Concrete Jungle

October 2015, By Nicole Langelier

I’m a city girl and having spent my whole adult life in NYC (before escaping to Italy where I lived for 5 years before moving to Australia in 2012), I love – and will always love – the  sprawling landscape of a concrete city.

The first time I really fell in love with concrete as a design feature was Circa 1998 I believe, when couple of friends of mine opened one of the first restaurants in NOLITA in Manhattan in a former parking garage (www.peasantnyc.com). Armed with a great chef but only a shoe string budget, they polished the concrete garage floors and built a wood burning brick oven in the back of the garage, to create one of NY’s newest hot spots that is still going today, close to 20 years on (the restaurant business in NYC is operates in dog years: 1 year = 7, so 140 years is not bad).

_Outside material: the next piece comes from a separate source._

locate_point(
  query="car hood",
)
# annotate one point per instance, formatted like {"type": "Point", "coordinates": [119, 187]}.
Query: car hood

The floors though… I never did get them off my mind.

Fast forward 10 years and I was living in Milan with my handsome Diplomat. When he left the government and we had to move out of the official residence, I scoured the city until I found the right place to call home. We moved into the coolest apartment to date that I have ever lived in (and that is saying a lot considering I lived in The Hotel Chelsea in NYC for 10 years). 

The apartment was owned by an architect and his wife and they hadn’t lived there since the 80’s when he gutted the ‘trilocale’ and turned it into his very ‘Memphis’ inspired bachelor pad. As he had been a bachelor, his new wife moved them out of there in a hurry, and then some years later when I saw it for the first time I do believe no one had set foot in the place for over 20 years. It was like a time capsule. There was an inch of dust covering everything – there was laundry in the cupboards and in the washer, there was food in the fridge, there was even a roast in the oven. All dried and shriveled and filthy – and I knew from the first second that I walked in there that it was the home for us. 

It was open plan apart from two bedrooms. It had 2 balconies, timber floors, brightly painted exposed internal service piping like the Pompidou center in Paris, original Castiglioni ‘Frisbi’ and ‘ Parenthesis’ lighting, and selected raw board formwork concrete walls. There were so many wonders to this apartment, and it was the way all of these features played against one another that made it so perfect, yet is was always the concrete that really ‘floated my boat’. Perhaps a longing for my city that lives inside of me still…

These days you would have to have your head in the clouds not to notice the influx of concrete products available out there. There are concrete table lamps, concrete tables, concrete bowls and vases, concrete planters, book ends, pendant lights, stools – etc. etc. Concrete, as much as I despise the term, is ‘on trend’ and has been for a little while now.

Generally speaking by the time something is available to the masses at K-Mart, it is on its way out, but to me concrete in its many forms is a beautiful and timeless material, and although you may not love your concrete vase in a year or two, the integrity of the humble material will stand the test of time, I promise you.